VOD film review: Force Majeure
Aprés ski conversation10
Simon Kinnear | On 14, Apr 2015
Director: Ruben Östlund
Cast: Johannes Bah Kuhnke, Lisa Loven Kongsli, Kristofer Hivju
In his classic book on screenwriting, Story, Robert McKee explains the difference between characterisation and character by imagining a vehicular accident. Characterisation refers to the surface details of the people involved: their age, gender, background and so on. Character, by contrast, refers to the deeper essence, which can only be revealed through catastrophes such as the accident. In a story, as in life, it is these rare moments – and the choices we make when confronted by them – that matter.
Hollywood so often concentrates on one possible reaction – the hero diving in to save everybody – that perhaps the biggest shock of Ruben Östlund’s film is its reminder that McKee’s car (like an on-screen Schrodinger’s Cat) has other possible outcomes. His viciously funny, button-pushing black comedy revolves around a seemingly perfect family – Tomas (Kuhnke), Ebba (Kongsli) and kids Harry and Vera – whose ski holiday is ruptured when the husband and father reveals his character in the face of an apparent disaster.
It’s a brilliant premise for a film but one that could quickly go awry, were it not for Östlund’s dispassionate, superbly thought-out screenplay, which dares to touch every nerve exposed by the incident. Östlund ponders the implications for husband and wife alike, notably around the idea that a man whose characterisation as hero has been found wanting. A storm ensues that mixes self-denial, passive-aggressive defence and evasiveness, all of which only make the situation worse. (The source of the friction is well chosen for its metaphorical impact, because once this film starts there’s no stopping it.)
Östlund started his career making skiing movies and his familiarity with this world gives him a huge advantage. It isn’t just the glacial splendour of the place, but also the way the serenity is subverted into a kind of existential blankness. Östlund focuses on the hidden aspects of the stage-managed holiday – the lifts and escalators keeping everything flowing, the army of cleaners and ski vehicles keeping things clean. It’s an illusion of control that mirrors the routine of family life; and a canny, cruel acknowledgement that it tends to be on holiday where such routines are broken.
The power play is expertly judged, the narrative focus on peeling back the layers, each shot held in long, mostly static takes that force us to weigh up the evidence: Michael Haneke with laughs. It’s to Östlund’s credit that he gives equal weighting to both parents, with Kuhnke a selflessly pathetic figure (his crying is a thing to behold) and Kongsli as the moral force whose own sense of self is shaken as she questions her presumptions. Meanwhile, Östlund ignores the kids just enough to show how much mum and dad are too. Their self-satisfied parentage-by-tablet provides a suitably ironic glare on the central question of love and protection.

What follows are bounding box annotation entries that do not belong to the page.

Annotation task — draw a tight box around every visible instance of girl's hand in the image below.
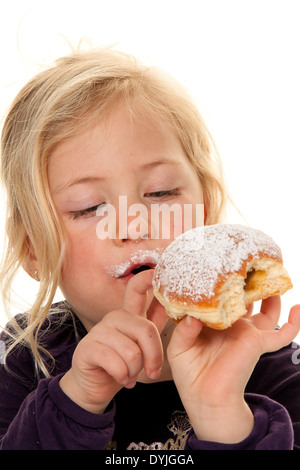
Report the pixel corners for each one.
[168,296,300,443]
[60,271,168,413]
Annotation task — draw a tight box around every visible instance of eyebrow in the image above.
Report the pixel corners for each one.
[53,176,105,194]
[53,158,179,194]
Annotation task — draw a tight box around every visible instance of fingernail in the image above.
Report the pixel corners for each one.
[125,380,136,388]
[149,367,161,379]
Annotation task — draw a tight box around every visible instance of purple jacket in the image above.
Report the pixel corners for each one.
[0,306,300,450]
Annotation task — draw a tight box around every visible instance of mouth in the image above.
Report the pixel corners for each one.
[107,249,163,279]
[119,263,156,277]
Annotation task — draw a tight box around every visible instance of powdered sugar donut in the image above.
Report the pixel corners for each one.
[153,224,293,329]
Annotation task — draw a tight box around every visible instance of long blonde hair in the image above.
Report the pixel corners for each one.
[0,48,226,376]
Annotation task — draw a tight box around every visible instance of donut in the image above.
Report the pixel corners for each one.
[153,224,293,330]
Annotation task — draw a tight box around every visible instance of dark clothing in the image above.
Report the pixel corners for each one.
[0,306,300,450]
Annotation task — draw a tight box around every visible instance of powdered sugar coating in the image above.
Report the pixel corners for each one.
[153,224,282,305]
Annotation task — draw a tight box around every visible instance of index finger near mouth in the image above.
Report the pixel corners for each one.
[123,269,154,316]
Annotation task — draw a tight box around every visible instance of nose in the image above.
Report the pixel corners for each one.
[114,196,152,245]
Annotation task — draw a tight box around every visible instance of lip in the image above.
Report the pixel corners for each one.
[118,259,157,279]
[106,249,163,280]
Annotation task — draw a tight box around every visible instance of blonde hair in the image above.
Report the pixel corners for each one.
[0,48,226,376]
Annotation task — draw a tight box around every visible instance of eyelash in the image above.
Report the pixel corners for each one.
[70,189,181,220]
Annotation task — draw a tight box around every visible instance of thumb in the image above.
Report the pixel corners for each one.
[169,315,203,355]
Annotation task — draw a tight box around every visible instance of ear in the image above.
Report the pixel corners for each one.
[23,238,39,281]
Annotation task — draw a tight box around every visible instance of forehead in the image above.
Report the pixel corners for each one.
[48,107,186,178]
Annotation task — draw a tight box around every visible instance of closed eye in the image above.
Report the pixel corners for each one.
[70,203,104,220]
[145,188,181,199]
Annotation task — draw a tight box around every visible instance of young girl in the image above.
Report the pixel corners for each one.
[0,49,300,450]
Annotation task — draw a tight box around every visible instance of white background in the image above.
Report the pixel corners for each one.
[0,0,300,341]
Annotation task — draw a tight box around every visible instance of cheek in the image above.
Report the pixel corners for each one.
[63,230,99,277]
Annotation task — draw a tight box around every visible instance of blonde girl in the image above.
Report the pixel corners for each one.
[0,49,300,449]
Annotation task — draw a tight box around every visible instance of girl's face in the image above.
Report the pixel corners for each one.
[48,107,203,330]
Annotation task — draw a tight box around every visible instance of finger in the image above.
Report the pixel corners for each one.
[123,269,154,315]
[97,328,143,380]
[263,305,300,352]
[81,342,128,384]
[106,310,164,378]
[251,295,281,330]
[244,303,254,318]
[147,297,169,333]
[169,315,203,355]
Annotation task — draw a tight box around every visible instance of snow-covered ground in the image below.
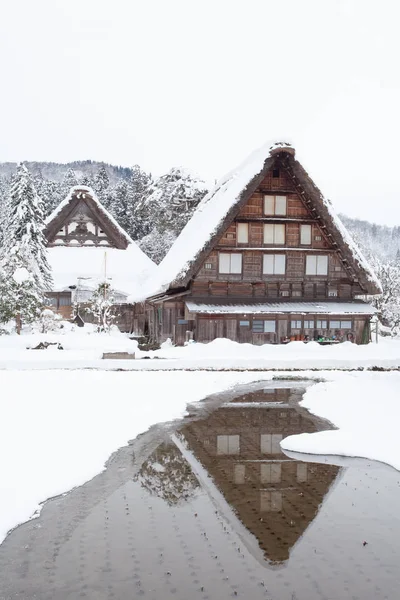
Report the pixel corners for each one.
[0,370,400,542]
[0,324,400,370]
[0,370,270,543]
[281,373,400,471]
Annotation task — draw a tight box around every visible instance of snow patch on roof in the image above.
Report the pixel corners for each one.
[186,300,376,315]
[321,194,382,292]
[153,137,381,295]
[155,142,288,291]
[47,243,156,303]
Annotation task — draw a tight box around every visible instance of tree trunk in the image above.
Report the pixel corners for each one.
[15,313,22,335]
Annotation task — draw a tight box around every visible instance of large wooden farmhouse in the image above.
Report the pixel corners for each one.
[147,144,381,344]
[45,186,156,332]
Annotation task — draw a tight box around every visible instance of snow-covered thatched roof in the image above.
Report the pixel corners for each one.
[45,185,133,247]
[153,142,381,295]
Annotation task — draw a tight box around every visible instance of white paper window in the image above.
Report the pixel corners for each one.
[296,463,307,483]
[260,463,282,483]
[264,223,285,244]
[329,321,352,329]
[264,196,275,215]
[263,254,286,275]
[300,225,311,246]
[219,252,242,273]
[306,254,328,275]
[217,435,240,454]
[233,465,246,484]
[260,433,282,454]
[264,195,287,216]
[237,223,249,244]
[275,196,286,215]
[260,490,282,512]
[264,321,275,333]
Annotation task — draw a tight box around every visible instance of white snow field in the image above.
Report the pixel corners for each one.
[281,373,400,468]
[0,370,271,543]
[0,370,400,543]
[0,323,400,371]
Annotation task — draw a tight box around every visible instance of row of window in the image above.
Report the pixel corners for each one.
[217,252,328,275]
[239,319,352,333]
[236,223,314,246]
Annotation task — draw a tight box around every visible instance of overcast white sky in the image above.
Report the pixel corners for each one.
[0,0,400,225]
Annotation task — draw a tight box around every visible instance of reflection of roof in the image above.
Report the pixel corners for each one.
[186,300,376,315]
[48,244,156,302]
[181,388,339,564]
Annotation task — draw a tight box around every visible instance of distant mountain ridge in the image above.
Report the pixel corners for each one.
[0,160,132,185]
[0,160,400,262]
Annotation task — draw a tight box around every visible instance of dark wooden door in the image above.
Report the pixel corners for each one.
[239,319,252,344]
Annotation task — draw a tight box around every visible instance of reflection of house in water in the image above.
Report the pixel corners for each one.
[181,388,339,563]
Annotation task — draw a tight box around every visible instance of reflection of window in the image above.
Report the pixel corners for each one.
[219,252,242,273]
[233,465,246,484]
[264,195,286,215]
[260,433,282,454]
[217,435,240,454]
[237,223,249,244]
[264,223,285,244]
[263,254,286,275]
[261,463,282,483]
[260,490,282,512]
[306,254,328,275]
[296,463,307,483]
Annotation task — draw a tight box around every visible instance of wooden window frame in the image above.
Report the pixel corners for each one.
[300,223,312,246]
[263,223,286,246]
[262,252,287,276]
[305,254,329,277]
[218,252,243,275]
[263,194,287,217]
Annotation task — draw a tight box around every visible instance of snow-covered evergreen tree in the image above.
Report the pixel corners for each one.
[94,165,110,202]
[0,164,52,330]
[62,169,78,191]
[134,168,207,262]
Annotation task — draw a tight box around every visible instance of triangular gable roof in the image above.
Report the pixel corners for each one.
[45,185,134,250]
[45,185,156,303]
[152,142,382,294]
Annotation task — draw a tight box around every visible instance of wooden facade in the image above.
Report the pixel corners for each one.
[148,143,379,344]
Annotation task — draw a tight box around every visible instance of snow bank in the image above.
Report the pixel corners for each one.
[281,373,400,470]
[0,371,271,543]
[0,332,400,371]
[47,243,156,302]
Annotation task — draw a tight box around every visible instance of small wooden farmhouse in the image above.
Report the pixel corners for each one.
[45,186,156,333]
[147,143,381,344]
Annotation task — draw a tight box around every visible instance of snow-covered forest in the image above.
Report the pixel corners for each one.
[0,161,207,263]
[0,161,400,330]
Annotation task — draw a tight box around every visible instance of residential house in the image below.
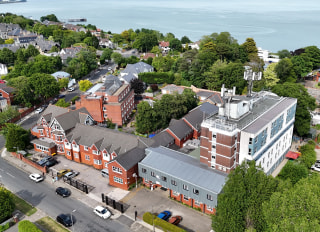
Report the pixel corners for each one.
[108,147,146,190]
[76,75,134,126]
[200,87,297,174]
[31,105,94,154]
[0,84,16,111]
[138,147,227,214]
[159,41,170,53]
[119,61,154,84]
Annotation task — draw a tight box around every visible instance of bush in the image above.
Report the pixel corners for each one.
[18,220,41,232]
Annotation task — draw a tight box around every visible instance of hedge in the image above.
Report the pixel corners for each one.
[139,72,174,84]
[142,212,185,232]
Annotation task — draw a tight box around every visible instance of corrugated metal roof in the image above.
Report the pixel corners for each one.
[140,147,227,193]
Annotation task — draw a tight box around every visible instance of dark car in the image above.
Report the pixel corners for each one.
[38,156,53,166]
[43,159,58,168]
[56,187,71,197]
[169,216,182,225]
[158,210,171,221]
[57,214,73,227]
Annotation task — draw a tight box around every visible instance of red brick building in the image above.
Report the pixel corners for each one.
[76,75,134,126]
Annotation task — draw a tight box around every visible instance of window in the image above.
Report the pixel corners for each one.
[113,176,123,184]
[182,184,189,191]
[112,166,122,174]
[171,180,177,186]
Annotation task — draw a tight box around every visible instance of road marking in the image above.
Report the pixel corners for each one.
[7,172,16,178]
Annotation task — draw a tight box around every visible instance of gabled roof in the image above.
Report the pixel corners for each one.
[168,119,192,139]
[55,107,90,131]
[38,105,68,124]
[140,147,228,193]
[110,147,146,170]
[67,123,146,155]
[183,102,219,130]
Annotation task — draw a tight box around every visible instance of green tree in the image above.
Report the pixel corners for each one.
[2,123,30,152]
[275,58,297,84]
[263,63,279,88]
[0,185,15,222]
[55,98,70,108]
[29,73,59,100]
[272,83,316,136]
[79,80,92,92]
[278,161,309,184]
[262,174,320,232]
[212,161,278,232]
[18,220,42,232]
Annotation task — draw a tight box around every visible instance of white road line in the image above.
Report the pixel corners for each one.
[6,172,16,178]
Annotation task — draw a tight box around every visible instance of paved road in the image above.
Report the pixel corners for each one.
[0,158,131,232]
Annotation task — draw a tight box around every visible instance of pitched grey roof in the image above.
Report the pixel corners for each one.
[140,147,227,193]
[151,130,174,147]
[38,105,68,124]
[103,75,122,96]
[183,102,219,130]
[67,123,149,155]
[168,119,192,139]
[111,147,146,170]
[55,107,90,131]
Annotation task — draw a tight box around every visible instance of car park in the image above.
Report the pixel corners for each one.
[57,169,72,177]
[157,210,171,221]
[93,206,111,219]
[29,173,43,183]
[56,187,71,197]
[168,216,182,225]
[38,156,53,167]
[57,214,74,227]
[64,171,79,179]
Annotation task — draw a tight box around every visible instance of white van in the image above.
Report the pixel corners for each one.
[101,168,109,177]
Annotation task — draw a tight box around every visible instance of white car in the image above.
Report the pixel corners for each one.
[93,206,111,219]
[35,107,44,114]
[29,173,43,183]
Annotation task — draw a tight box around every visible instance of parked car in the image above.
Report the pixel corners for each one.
[29,173,43,183]
[56,187,71,197]
[93,206,111,219]
[43,159,58,168]
[157,210,171,221]
[57,169,72,177]
[38,156,53,167]
[57,214,74,227]
[34,107,45,114]
[169,216,182,225]
[64,171,80,179]
[311,163,320,172]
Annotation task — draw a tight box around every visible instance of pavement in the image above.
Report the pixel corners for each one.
[1,149,162,232]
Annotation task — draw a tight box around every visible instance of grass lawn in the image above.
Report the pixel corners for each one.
[12,194,37,216]
[36,217,69,232]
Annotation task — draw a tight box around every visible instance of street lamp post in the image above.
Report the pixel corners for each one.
[71,209,77,232]
[132,173,138,188]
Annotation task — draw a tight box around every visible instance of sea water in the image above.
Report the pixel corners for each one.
[0,0,320,52]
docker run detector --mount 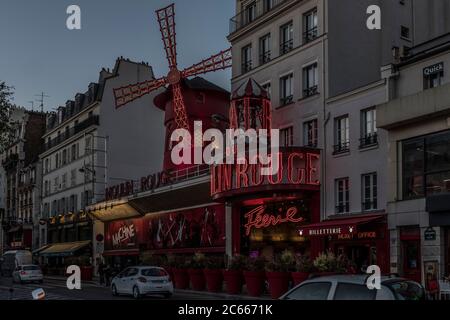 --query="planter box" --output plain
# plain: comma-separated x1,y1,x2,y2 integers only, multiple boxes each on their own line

Östlund has such a smart, slippery take on his narrative that he sustains the moral ambiguity until the end, with a beautifully counterpointed double ending that leaves any hope of resolution hanging. But, just as no two snowflakes are the same, so Östlund wants the debate to continue. In a bravura move, he anticipates our post-viewing conversations in a 10-minute narrative detour featuring the couple’s friend Mats (brilliantly bearded Game Of Thrones star Hivju) and his girlfriend Fanni (Fanni Metelius). As Östlund knows, everybody – especially couples! – will have their own opinion once the film has finished, once they’re off the slopes and sat in the passenger’s seat in McKee’s car. How’s that for aprés ski?